Thursday 18 December 2014

CP5 cost crunch reinforces HS2 case

Concerns about the cost and complexity of the Great Western Route Modernisation echo the problems of the incremental upgrading on the WCML. Photo: A Benton
In July 2011, then Transport Secretary Philip Hammond went to London’s Paddington station to formally launch the start of a £5bn programme to modernise the Great Western Main Line, including electrification, remodelling of the bottleneck at Reading and resignalling with the latest ETCS in-cab train control equipment.

But by the middle of last summer, train operator First Great Western was running a high-profile advertising campaign, adorned with images of Isambard Kingdom Brunel, which touted a ‘massive’ £7.5bn investment by Network Rail in the route. Yet when newly-appointed NR Chief Executive Mark Carne spoke to parliament's Transport Select Committee on June 9 last year, he was forced to admit that he ‘did not have a fully-defined cost’ for the investment programme.

Some details of the problems are starting to emerge, and it is already apparent that other enhancements to the conventional rail network are also imperilled by a spiralling cost control issue. According to reports last August by The Sunday Times newspaper and industry newsletter Rail Business Intelligence, the cost of electrifying (some of) the Great Western Main Line has already grown from £1bn at the outset to £1.5bn as detailed design work has proceeded. Industry insiders suggest that other wiring schemes, covering the trans-Pennine and Midland Main Line routes, could be similarly affected.

This salutary tale ought already to bring back memories of Railtrack’s ill-starred efforts to modernise the West Coast Main Line from 1998 onwards at a supposed cost of £1.4bn. The out-turn cost was more than £9bn by the time of the project’s formal completion, but another £1bn has been spent subsequently on improving the resilience of the route. For the avoidance of doubt, NR is doing and will continue to do a vastly better job of managing Britain’s rail infrastructure than Railtrack ever did. But there is equally no doubt that that the cost and complexity of upgrading legacy railways to deliver more capacity is continually and routinely downplayed.

It is remarkable that the GW programme’s budgetary transition from £5bn to £7.5bn to ‘unknown’ in just three years appears to have been somewhat blithely overlooked. Claims that there are a plethora of ‘cheaper and easier’ alternatives to the High Speed 2 project remain common currency, despite the emphatic passage of the HS2 Phase I hybrid bill through its second reading in parliament earlier this year. In reality, the overwhelming body of evidence is that the true ‘blank cheque’ rail projects are those ‘patch and mend’ options which this blog has always insisted are unsuitable for the busiest rail arteries.
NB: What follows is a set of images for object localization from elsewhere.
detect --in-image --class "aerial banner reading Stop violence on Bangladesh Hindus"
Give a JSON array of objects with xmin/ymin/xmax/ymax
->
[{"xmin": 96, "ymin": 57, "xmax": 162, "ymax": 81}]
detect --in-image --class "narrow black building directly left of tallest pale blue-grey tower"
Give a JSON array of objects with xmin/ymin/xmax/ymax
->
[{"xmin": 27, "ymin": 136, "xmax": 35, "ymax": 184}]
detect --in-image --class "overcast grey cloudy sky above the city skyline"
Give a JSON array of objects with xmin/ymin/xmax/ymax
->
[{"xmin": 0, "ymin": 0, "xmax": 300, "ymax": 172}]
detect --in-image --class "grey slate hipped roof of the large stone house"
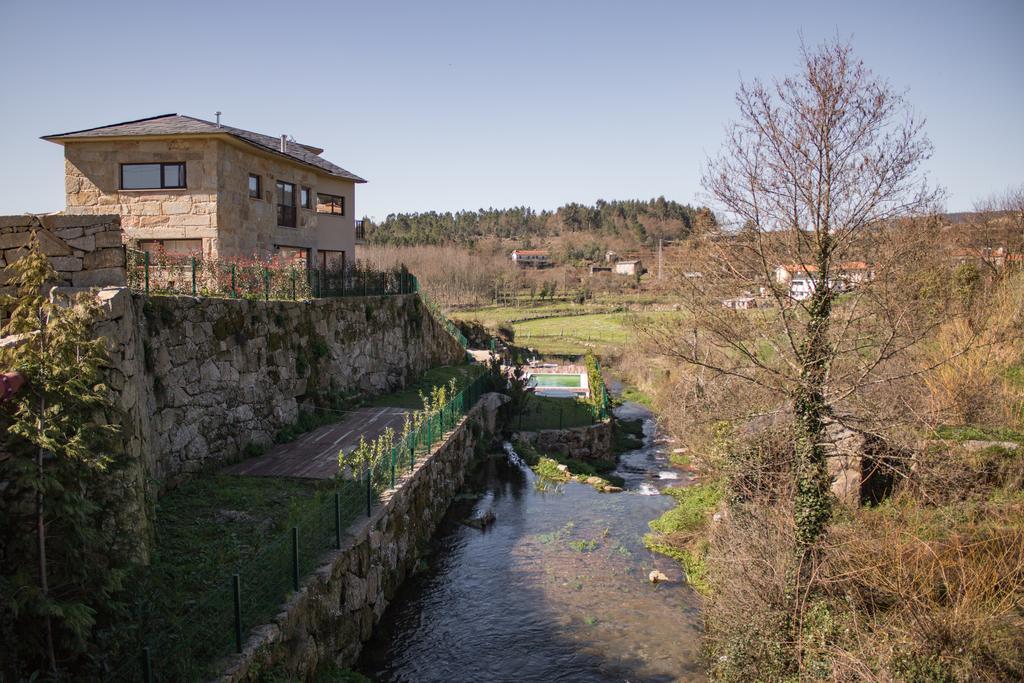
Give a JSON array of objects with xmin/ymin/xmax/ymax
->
[{"xmin": 43, "ymin": 114, "xmax": 366, "ymax": 182}]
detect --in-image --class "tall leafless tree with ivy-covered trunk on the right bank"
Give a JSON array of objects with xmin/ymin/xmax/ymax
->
[{"xmin": 645, "ymin": 41, "xmax": 941, "ymax": 555}]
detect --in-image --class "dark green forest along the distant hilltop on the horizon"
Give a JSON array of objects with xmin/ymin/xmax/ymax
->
[{"xmin": 365, "ymin": 197, "xmax": 715, "ymax": 247}]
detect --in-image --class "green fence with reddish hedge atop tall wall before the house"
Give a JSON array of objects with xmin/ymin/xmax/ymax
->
[{"xmin": 126, "ymin": 249, "xmax": 416, "ymax": 301}]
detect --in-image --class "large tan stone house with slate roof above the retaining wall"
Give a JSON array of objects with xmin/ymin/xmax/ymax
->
[{"xmin": 43, "ymin": 114, "xmax": 366, "ymax": 268}]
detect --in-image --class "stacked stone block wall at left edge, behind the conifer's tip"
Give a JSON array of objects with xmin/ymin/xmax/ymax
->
[{"xmin": 0, "ymin": 214, "xmax": 125, "ymax": 292}]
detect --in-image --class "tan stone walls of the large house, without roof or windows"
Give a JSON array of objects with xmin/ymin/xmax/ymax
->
[{"xmin": 65, "ymin": 136, "xmax": 355, "ymax": 265}]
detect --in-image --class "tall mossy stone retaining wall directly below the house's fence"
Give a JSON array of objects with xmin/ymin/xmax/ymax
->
[{"xmin": 97, "ymin": 290, "xmax": 465, "ymax": 487}]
The limitations of the incremental upgrading are especially acute where there is need to deliver real-terms increases in capacity. Despite the now familiar wrangling about load factors (the relevance of which has been dented by the metric being ignored in Sir Howard Davies' aviation capacity reports), this in practice almost always means more train paths, whether for passenger or freight. It cannot be right that this is achieved overwhelmingly by ‘robbing Peter to pay Paul’. On the upgraded WCML for example, paths are so scarce that an engineering-led scheme to raise the maximum speed of commuter trains to 110 mile/h was required to flight an extra train per hour to and from London Euston between Virgin Pendolinos. And to that extent, it worked. But the unintended consequence was to deprive Watford of the direct services to northwest England which it had enjoyed throughout the 20th Century. Whatever advantages this confers, improving non-London connectivity is clearly not one of them.

On the Great Western meanwhile, whatever improvements are made to the main line to Bristol and south Wales (note that the ‘Berks & Hants’ line route to Devon and Cornwall gets only a stub-ended electrification and almost no capacity or speed enhancements, which is a story in itself), there is a crux looming at the London end, as longer-distance traffic vies for capacity with intensive Crossrail suburban trains between Reading and London. Only a fool would bet against more messy capacity compromises, which is understandable since significant net gains in paths on the busiest sections of the route are simply not deliverable, despite the scale of the enhancement works.

All of which leads to fairly obvious conclusion. First, that the challenges faced during the ill-starred West Coast upgrading were not, as some HS2 critics claimed, an aberration. Stories of shifting specifications and engineers ‘not finding what they expected on the ground’ continue to swirl around the Great Western and other projects where major capacity enhancement is expected from an existing corridor. Second, with the GWML project in all its various elements now likely to reach a capital outlay comparable to WCRM, how can anyone rationally believe that replacing HS2 with a further plethora of ‘incremental’ upgrades represents fiscal prudence? With HS2 providing guaranteed capacity relief to at least four main line corridors, the implications of Network Rail being tasked with the same job are daunting. With NR’s debt now officially on the government’s books, the long-term cost of backing politically-expedient ‘patch and mend’ projects has just gone up a bit more.

With a general election looming, some observers are already stretching credulity by calling for HS2 to be halted. It is already clear that this would be rank bad policy.